The Bitzius family was a Swiss patrician family of Bern. Its members exercised political power in the Bernese city-state in the 16th and 17th century. Its most prominent member was the writer Albert Bitzius, known as Jeremias Gotthelf.

== History ==
The family was established in Bern by Theodor Bitzius, probably a native of Lausanne, who became a citizen of Bern in 1522. The name is probably derived from Sulpitius. His son Theodor Bitzius (1534–1598) became a member of the state government (Kleiner Rat) in 1584; his many children established all subsequent branches of the family.

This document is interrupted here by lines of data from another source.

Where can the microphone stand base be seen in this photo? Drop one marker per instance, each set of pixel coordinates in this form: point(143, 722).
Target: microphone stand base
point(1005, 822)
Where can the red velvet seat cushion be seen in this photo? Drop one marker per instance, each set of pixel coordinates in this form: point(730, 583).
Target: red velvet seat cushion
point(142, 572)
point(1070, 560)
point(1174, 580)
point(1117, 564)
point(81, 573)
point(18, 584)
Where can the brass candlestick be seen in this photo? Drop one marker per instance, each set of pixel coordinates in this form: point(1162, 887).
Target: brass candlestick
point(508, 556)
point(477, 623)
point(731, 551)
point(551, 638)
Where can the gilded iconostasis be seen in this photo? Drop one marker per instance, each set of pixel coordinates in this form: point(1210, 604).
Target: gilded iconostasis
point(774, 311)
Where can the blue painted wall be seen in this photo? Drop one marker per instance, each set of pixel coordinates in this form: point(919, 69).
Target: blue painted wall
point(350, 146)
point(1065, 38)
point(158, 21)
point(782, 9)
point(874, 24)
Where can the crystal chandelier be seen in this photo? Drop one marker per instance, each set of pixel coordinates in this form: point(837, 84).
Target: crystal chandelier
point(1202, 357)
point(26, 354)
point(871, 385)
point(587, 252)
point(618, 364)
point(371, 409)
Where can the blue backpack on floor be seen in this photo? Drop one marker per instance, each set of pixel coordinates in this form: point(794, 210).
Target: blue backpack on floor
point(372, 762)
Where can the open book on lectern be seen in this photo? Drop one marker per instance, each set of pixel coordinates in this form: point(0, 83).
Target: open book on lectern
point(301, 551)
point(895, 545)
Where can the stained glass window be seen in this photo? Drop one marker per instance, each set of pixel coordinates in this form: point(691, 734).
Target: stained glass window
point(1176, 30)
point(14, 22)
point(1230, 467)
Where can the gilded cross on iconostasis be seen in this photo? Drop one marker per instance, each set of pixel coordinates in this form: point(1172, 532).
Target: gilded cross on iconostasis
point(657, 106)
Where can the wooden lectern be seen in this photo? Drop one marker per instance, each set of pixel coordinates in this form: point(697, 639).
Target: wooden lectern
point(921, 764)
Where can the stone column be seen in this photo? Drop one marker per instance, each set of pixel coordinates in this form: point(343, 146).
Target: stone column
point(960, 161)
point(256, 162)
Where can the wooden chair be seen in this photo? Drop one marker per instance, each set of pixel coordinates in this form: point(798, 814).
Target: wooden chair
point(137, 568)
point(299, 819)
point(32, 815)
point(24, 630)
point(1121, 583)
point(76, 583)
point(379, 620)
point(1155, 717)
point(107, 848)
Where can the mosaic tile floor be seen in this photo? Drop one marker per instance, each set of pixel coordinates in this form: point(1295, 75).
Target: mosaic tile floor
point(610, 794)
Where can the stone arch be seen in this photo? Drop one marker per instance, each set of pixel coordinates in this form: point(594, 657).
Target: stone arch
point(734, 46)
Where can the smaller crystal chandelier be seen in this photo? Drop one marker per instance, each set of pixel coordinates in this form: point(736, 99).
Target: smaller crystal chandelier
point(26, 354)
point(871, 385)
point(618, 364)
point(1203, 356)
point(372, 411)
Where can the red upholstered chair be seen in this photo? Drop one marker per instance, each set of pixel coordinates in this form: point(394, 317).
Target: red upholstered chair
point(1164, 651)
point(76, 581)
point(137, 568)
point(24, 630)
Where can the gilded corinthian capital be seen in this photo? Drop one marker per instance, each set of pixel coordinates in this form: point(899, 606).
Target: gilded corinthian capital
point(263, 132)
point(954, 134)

The Bitziuses held senior legislative and governmental offices such as Landvogt or Schultheiss up until the first half of the 17th century. The last Bitzius to hold such offices was Abraham Bitzius (1614–1669).

In the second half of the 17th century, the Bitzius family lost its patrician privileges (Regimentsfähigkeit). Many of its members became engaged in crafts and trades such as goldsmithing, and served as clergy. Albert Bitzius (1797–1854), who published as Jeremias Gotthelf, belonged to the fourth generation of Bitzius pastors. Other notable family members included Gotthelf's wife Henriette Bitzius-Zeender (1805–1872), their son Albert Bitzius (1835–1882, a leading liberal politician and pastor), and their daughter Henriette Rüetschi-Bitzius (1834–1890, a writer). The last male descendant of Theodor Bitzius died in 1988.